Dolayısıyla her hangi bir ihtilaf vuku bulduğunda bizlere düşen ıslahçı olmak ve arayı bulup kardeşler arasında meydana gelmesi muhtemel çatlaklıkları kapamaya çalışmaktır.

Mü’minler Ancak Kardeştir

Rabbimiz bu ayetinin başında müminlerin her şeyden önce “kardeş” oldukları gerçeğini vurguluyor. Hem de öyle bir ifadeyle ki, bu ifade tarzı Arapçayı anlayan insanlar için çok şey anlatıyor.

Rabbimiz bu kardeşliği Türkçede “ancak”  anlamına gelen “إِنَّمَا” edatıyla ortaya koyuyor. Buna göre anlam müminler başka değil, sadece ve sadece kardeştirler. O halde kardeşler kardeşlik ilkesine göre hareket etmeli ve kardeşliğin gereğini yapmalıdırlar. Normal şartlarda kardeşler kavga da etseler, anlaşmazlığa da düşseler, tartışsalar da asla diğer kardeşlerinin kötü olmalarını istemezler. Çünkü onlar “kardeş”tirler. Kardeşler kavga edip tartışsalar bile beş dakika sonra yan yana oyun oynar, güler, eğlenirler…

Bir insanla kardeş olmak beraberinde bir takım sorumlulukları ve görevleri de getirir.

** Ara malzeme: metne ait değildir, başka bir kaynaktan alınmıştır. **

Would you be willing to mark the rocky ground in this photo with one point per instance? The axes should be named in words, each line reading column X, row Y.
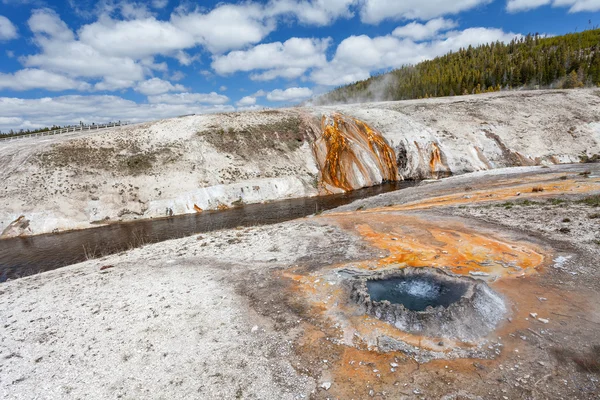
column 200, row 162
column 264, row 312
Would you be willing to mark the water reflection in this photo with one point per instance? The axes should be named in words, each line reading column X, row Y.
column 21, row 257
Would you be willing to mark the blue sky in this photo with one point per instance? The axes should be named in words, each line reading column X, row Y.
column 63, row 62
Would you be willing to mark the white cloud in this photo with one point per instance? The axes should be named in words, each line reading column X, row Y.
column 375, row 11
column 287, row 73
column 289, row 95
column 26, row 79
column 134, row 10
column 289, row 59
column 189, row 98
column 62, row 54
column 23, row 113
column 136, row 38
column 227, row 26
column 110, row 84
column 315, row 12
column 47, row 23
column 8, row 30
column 77, row 59
column 159, row 3
column 246, row 101
column 418, row 32
column 357, row 56
column 155, row 86
column 574, row 5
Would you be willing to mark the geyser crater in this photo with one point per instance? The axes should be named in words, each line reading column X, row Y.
column 429, row 302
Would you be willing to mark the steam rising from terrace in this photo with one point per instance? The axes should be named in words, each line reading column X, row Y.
column 352, row 155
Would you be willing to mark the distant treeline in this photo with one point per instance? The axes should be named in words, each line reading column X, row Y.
column 21, row 132
column 533, row 62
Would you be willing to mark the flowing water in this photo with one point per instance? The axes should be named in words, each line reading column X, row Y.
column 21, row 257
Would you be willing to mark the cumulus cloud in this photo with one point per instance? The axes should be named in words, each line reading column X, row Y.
column 315, row 12
column 7, row 29
column 136, row 38
column 417, row 31
column 289, row 95
column 574, row 5
column 375, row 11
column 246, row 101
column 226, row 27
column 20, row 113
column 156, row 86
column 189, row 98
column 357, row 56
column 46, row 22
column 32, row 78
column 61, row 53
column 159, row 3
column 289, row 59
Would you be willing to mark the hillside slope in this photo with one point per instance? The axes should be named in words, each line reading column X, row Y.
column 195, row 163
column 567, row 61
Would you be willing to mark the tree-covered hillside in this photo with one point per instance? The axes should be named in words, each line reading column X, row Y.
column 567, row 61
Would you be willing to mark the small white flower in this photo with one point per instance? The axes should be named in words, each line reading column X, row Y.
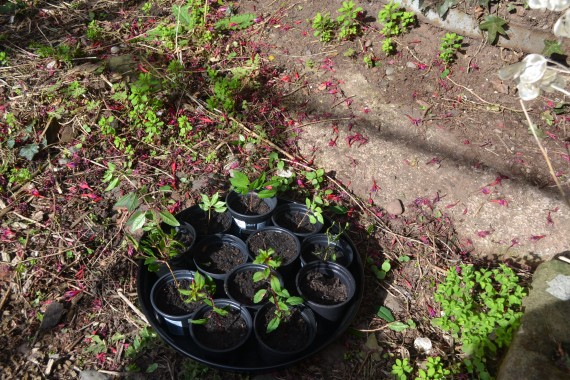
column 528, row 91
column 562, row 26
column 535, row 67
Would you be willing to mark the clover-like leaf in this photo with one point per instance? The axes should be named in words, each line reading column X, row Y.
column 494, row 26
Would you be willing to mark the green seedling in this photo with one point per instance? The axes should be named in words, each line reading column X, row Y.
column 264, row 189
column 324, row 27
column 395, row 20
column 449, row 47
column 214, row 203
column 347, row 21
column 278, row 295
column 481, row 309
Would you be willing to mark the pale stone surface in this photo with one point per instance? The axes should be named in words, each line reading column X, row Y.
column 544, row 331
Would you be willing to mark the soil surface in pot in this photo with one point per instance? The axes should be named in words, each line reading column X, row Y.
column 185, row 238
column 221, row 258
column 221, row 332
column 249, row 205
column 316, row 252
column 219, row 222
column 168, row 300
column 295, row 221
column 283, row 244
column 243, row 288
column 322, row 289
column 291, row 335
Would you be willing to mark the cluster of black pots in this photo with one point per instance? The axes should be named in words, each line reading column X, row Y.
column 239, row 234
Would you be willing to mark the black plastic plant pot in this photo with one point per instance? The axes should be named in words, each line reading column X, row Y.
column 217, row 255
column 250, row 212
column 240, row 287
column 216, row 223
column 295, row 218
column 285, row 244
column 173, row 316
column 326, row 287
column 220, row 335
column 292, row 338
column 320, row 247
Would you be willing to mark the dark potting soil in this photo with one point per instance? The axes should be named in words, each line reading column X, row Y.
column 219, row 222
column 295, row 221
column 221, row 332
column 249, row 205
column 322, row 289
column 221, row 258
column 185, row 238
column 243, row 288
column 283, row 244
column 168, row 300
column 315, row 252
column 291, row 335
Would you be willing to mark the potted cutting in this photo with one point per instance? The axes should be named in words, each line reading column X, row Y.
column 241, row 287
column 177, row 296
column 209, row 217
column 302, row 220
column 219, row 254
column 221, row 326
column 251, row 203
column 330, row 246
column 327, row 288
column 284, row 243
column 283, row 326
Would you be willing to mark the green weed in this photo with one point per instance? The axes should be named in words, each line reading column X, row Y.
column 450, row 45
column 481, row 309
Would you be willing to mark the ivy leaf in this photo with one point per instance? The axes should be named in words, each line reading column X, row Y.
column 552, row 47
column 385, row 314
column 494, row 26
column 29, row 151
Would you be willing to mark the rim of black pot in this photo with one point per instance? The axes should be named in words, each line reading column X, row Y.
column 308, row 315
column 250, row 218
column 222, row 302
column 192, row 213
column 219, row 239
column 245, row 267
column 343, row 244
column 279, row 230
column 167, row 278
column 302, row 209
column 334, row 267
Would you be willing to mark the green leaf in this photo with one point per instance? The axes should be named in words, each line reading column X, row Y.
column 494, row 26
column 273, row 324
column 397, row 326
column 129, row 201
column 137, row 220
column 552, row 47
column 29, row 151
column 151, row 368
column 294, row 301
column 168, row 218
column 259, row 295
column 385, row 314
column 113, row 184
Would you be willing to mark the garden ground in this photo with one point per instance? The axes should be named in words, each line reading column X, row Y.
column 453, row 150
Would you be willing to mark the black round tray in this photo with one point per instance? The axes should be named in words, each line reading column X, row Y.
column 246, row 359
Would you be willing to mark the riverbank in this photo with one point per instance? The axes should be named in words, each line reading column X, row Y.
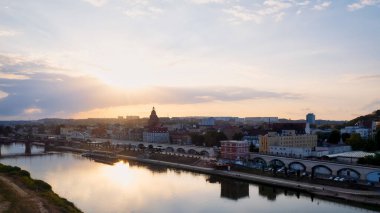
column 325, row 192
column 20, row 193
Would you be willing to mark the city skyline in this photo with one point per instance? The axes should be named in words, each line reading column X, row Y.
column 100, row 58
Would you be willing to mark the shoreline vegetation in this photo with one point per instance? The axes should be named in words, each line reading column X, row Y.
column 362, row 198
column 44, row 198
column 21, row 193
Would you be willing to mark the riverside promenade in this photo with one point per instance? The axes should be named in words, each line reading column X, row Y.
column 322, row 191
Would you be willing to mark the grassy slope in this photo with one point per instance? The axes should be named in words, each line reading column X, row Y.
column 39, row 187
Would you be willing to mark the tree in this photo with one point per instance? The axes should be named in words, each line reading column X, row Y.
column 345, row 136
column 238, row 136
column 377, row 140
column 356, row 142
column 213, row 138
column 334, row 137
column 197, row 139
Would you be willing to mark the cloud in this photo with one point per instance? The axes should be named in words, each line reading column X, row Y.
column 8, row 33
column 48, row 94
column 240, row 13
column 12, row 76
column 96, row 3
column 143, row 12
column 32, row 110
column 361, row 4
column 368, row 77
column 348, row 78
column 322, row 6
column 279, row 17
column 374, row 105
column 207, row 1
column 273, row 7
column 269, row 8
column 3, row 94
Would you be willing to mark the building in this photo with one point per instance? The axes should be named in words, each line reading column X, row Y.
column 252, row 140
column 288, row 138
column 135, row 134
column 260, row 120
column 180, row 138
column 156, row 135
column 234, row 150
column 207, row 122
column 154, row 132
column 310, row 118
column 291, row 151
column 363, row 132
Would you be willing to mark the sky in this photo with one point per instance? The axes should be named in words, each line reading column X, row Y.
column 245, row 58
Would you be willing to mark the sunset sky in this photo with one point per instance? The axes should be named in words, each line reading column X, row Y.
column 104, row 58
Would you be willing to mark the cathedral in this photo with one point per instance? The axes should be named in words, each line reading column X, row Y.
column 154, row 132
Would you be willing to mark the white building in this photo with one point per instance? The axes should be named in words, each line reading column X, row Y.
column 156, row 135
column 363, row 132
column 207, row 122
column 260, row 120
column 76, row 135
column 291, row 151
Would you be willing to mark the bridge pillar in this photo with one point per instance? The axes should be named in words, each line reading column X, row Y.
column 28, row 148
column 47, row 146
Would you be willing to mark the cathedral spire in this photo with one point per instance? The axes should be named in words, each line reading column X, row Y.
column 153, row 119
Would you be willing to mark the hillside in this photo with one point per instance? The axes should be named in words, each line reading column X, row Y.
column 374, row 116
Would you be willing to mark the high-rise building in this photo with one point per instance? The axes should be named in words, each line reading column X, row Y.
column 310, row 118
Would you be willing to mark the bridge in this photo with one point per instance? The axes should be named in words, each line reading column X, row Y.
column 184, row 149
column 318, row 168
column 28, row 147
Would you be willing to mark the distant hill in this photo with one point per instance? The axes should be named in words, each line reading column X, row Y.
column 365, row 119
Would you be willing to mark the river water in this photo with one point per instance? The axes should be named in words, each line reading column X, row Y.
column 136, row 187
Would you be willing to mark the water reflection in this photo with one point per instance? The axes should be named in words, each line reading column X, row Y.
column 19, row 148
column 135, row 187
column 231, row 189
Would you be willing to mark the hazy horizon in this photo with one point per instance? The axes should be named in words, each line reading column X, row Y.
column 103, row 58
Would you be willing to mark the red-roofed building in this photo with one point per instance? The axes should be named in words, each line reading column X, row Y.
column 234, row 150
column 154, row 132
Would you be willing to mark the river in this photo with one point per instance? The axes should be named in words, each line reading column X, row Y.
column 136, row 187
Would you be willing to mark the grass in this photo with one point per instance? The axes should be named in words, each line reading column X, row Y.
column 39, row 187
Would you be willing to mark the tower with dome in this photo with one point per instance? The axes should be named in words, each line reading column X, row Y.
column 154, row 132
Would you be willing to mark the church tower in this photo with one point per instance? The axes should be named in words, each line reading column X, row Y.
column 154, row 121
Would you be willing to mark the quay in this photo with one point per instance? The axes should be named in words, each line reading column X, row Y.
column 369, row 197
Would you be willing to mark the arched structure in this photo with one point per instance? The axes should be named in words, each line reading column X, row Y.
column 297, row 166
column 260, row 162
column 169, row 149
column 181, row 150
column 348, row 172
column 205, row 153
column 374, row 177
column 276, row 163
column 321, row 170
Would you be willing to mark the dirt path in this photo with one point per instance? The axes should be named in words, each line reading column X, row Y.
column 27, row 197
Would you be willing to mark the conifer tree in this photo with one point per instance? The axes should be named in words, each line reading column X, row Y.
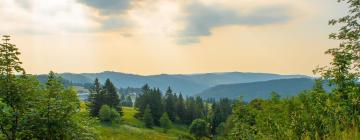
column 180, row 108
column 165, row 122
column 170, row 104
column 148, row 119
column 111, row 97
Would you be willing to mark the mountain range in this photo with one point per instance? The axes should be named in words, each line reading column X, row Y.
column 250, row 91
column 187, row 84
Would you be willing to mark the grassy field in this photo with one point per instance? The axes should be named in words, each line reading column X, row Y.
column 133, row 129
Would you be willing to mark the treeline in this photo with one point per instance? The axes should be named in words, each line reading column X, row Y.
column 312, row 114
column 30, row 110
column 153, row 106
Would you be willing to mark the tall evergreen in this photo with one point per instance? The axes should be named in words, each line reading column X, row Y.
column 170, row 104
column 96, row 98
column 10, row 89
column 148, row 119
column 111, row 96
column 180, row 108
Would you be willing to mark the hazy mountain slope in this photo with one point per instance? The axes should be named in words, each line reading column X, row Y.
column 249, row 91
column 188, row 84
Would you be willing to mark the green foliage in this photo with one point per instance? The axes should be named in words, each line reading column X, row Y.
column 165, row 122
column 104, row 95
column 31, row 111
column 148, row 119
column 219, row 113
column 199, row 128
column 108, row 114
column 169, row 104
column 151, row 98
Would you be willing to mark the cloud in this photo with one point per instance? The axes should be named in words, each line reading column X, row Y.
column 111, row 11
column 201, row 19
column 107, row 7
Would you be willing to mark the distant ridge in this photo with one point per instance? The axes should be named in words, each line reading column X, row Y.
column 187, row 84
column 250, row 91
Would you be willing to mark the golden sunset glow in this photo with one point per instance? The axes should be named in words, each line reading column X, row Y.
column 171, row 36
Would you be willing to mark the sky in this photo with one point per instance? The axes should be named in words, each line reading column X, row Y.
column 171, row 36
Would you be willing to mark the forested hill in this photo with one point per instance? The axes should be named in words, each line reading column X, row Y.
column 249, row 91
column 188, row 84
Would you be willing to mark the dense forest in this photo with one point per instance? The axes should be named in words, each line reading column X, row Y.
column 31, row 109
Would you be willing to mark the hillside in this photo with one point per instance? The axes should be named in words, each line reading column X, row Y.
column 188, row 84
column 133, row 129
column 249, row 91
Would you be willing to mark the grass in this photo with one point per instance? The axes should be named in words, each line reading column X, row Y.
column 133, row 129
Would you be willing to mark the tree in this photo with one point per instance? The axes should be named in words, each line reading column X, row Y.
column 170, row 104
column 344, row 69
column 220, row 111
column 180, row 108
column 153, row 99
column 11, row 90
column 165, row 122
column 108, row 114
column 148, row 119
column 112, row 98
column 199, row 128
column 96, row 98
column 345, row 65
column 105, row 113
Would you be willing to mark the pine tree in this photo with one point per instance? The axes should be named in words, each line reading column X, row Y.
column 148, row 119
column 96, row 98
column 180, row 108
column 111, row 97
column 199, row 128
column 170, row 104
column 9, row 87
column 165, row 122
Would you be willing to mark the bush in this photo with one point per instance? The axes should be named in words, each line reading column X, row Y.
column 148, row 119
column 165, row 122
column 108, row 114
column 199, row 128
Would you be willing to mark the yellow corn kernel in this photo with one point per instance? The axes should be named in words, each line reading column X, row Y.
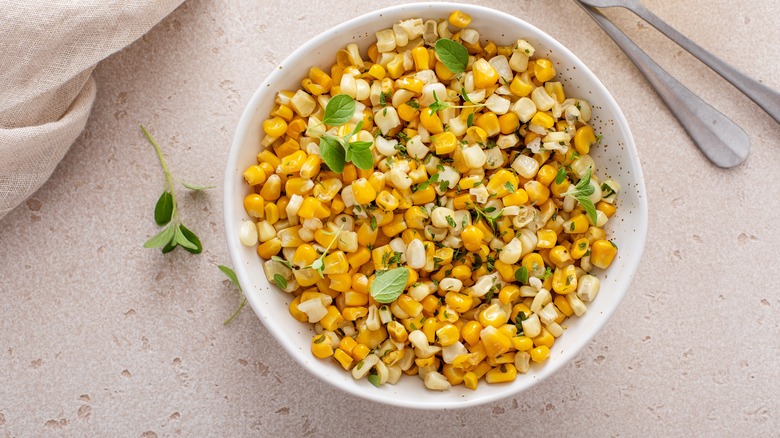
column 363, row 191
column 518, row 198
column 354, row 313
column 397, row 331
column 377, row 71
column 522, row 343
column 415, row 217
column 343, row 358
column 546, row 174
column 421, row 58
column 410, row 83
column 506, row 271
column 519, row 87
column 560, row 256
column 304, row 255
column 406, row 112
column 606, row 208
column 430, row 304
column 544, row 70
column 576, row 225
column 602, row 253
column 546, row 238
column 459, row 302
column 500, row 183
column 508, row 123
column 470, row 380
column 336, row 263
column 431, row 122
column 537, row 192
column 543, row 119
column 366, row 235
column 424, row 196
column 540, row 353
column 360, row 351
column 565, row 279
column 371, row 338
column 254, row 205
column 509, row 294
column 534, row 263
column 459, row 19
column 470, row 332
column 493, row 315
column 579, row 247
column 489, row 122
column 502, row 374
column 332, row 319
column 321, row 346
column 485, row 75
column 275, row 127
column 409, row 305
column 387, row 201
column 311, row 166
column 495, row 342
column 453, row 374
column 443, row 73
column 584, row 138
column 349, row 175
column 254, row 175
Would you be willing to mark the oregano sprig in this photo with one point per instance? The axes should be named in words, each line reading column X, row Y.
column 166, row 213
column 231, row 275
column 439, row 105
column 337, row 151
column 581, row 192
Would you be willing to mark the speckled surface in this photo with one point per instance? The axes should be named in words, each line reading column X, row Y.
column 99, row 336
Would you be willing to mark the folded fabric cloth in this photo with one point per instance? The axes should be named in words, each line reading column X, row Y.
column 48, row 49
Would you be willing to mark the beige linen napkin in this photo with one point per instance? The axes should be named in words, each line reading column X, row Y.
column 48, row 49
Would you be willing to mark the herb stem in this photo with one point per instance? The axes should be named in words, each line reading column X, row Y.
column 168, row 178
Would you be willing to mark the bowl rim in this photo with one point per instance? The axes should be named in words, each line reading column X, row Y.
column 422, row 8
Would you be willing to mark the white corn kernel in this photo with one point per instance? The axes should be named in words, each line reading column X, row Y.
column 522, row 361
column 576, row 304
column 436, row 381
column 511, row 252
column 387, row 119
column 474, row 157
column 497, row 104
column 531, row 326
column 588, row 287
column 524, row 108
column 247, row 234
column 525, row 166
column 415, row 254
column 450, row 285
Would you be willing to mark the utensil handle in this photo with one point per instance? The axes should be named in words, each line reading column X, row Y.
column 717, row 136
column 767, row 98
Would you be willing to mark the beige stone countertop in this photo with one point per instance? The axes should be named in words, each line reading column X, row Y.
column 101, row 337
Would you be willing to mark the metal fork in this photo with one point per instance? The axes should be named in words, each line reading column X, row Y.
column 765, row 97
column 718, row 137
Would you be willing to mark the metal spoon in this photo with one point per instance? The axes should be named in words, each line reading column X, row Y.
column 718, row 137
column 767, row 98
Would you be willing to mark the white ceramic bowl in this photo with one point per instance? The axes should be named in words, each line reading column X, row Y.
column 616, row 158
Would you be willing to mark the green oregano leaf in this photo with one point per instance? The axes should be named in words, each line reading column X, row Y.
column 192, row 238
column 162, row 238
column 339, row 110
column 453, row 55
column 388, row 285
column 163, row 210
column 332, row 153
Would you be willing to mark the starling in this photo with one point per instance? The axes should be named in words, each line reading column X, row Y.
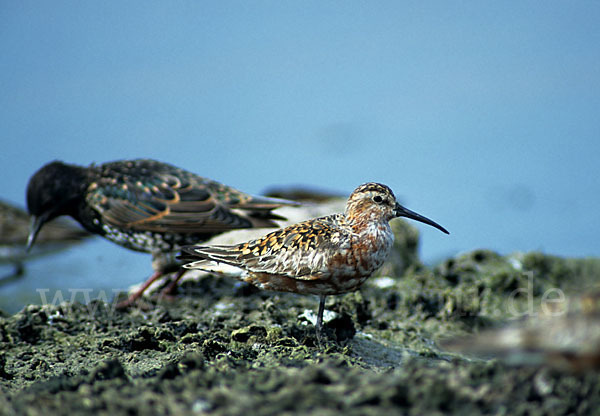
column 144, row 205
column 14, row 228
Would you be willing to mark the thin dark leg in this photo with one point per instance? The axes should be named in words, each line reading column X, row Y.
column 320, row 318
column 135, row 296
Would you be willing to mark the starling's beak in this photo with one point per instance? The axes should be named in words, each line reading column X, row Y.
column 34, row 229
column 404, row 212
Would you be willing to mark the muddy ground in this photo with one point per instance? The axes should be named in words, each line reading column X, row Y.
column 224, row 348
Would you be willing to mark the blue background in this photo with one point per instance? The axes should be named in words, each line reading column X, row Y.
column 483, row 116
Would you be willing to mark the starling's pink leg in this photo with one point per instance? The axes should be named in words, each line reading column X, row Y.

Bu sorumluluk ve görevler Kitap ve Sünnette bizlere uzun uzadıya anlatılmıştır. Bunlardan bazıları şunlardır:

1- Kardeşlerimizi her şeyden önce çok sevmeliyiz.

2- Dertleriyle dertlenmeli,

3- Her yönden yardımcı olmalı,

4- Irzlarını, namuslarını ve mallarını korumaya çalışmalıyız.

5- Onlarla istişâre etmeli, bize danıştıkları zaman doğru bilgi vermeliyiz.

6- Sır verdiklerinde asla sırlarını ifşâ etmemeliyiz.

7- Nasihat istedikleri zaman hayır nasihatte bulunmalı,

8- Gerektiğinde emr-i bi’l-ma’ruf ve nehi ani’l-münker yapmalıyız.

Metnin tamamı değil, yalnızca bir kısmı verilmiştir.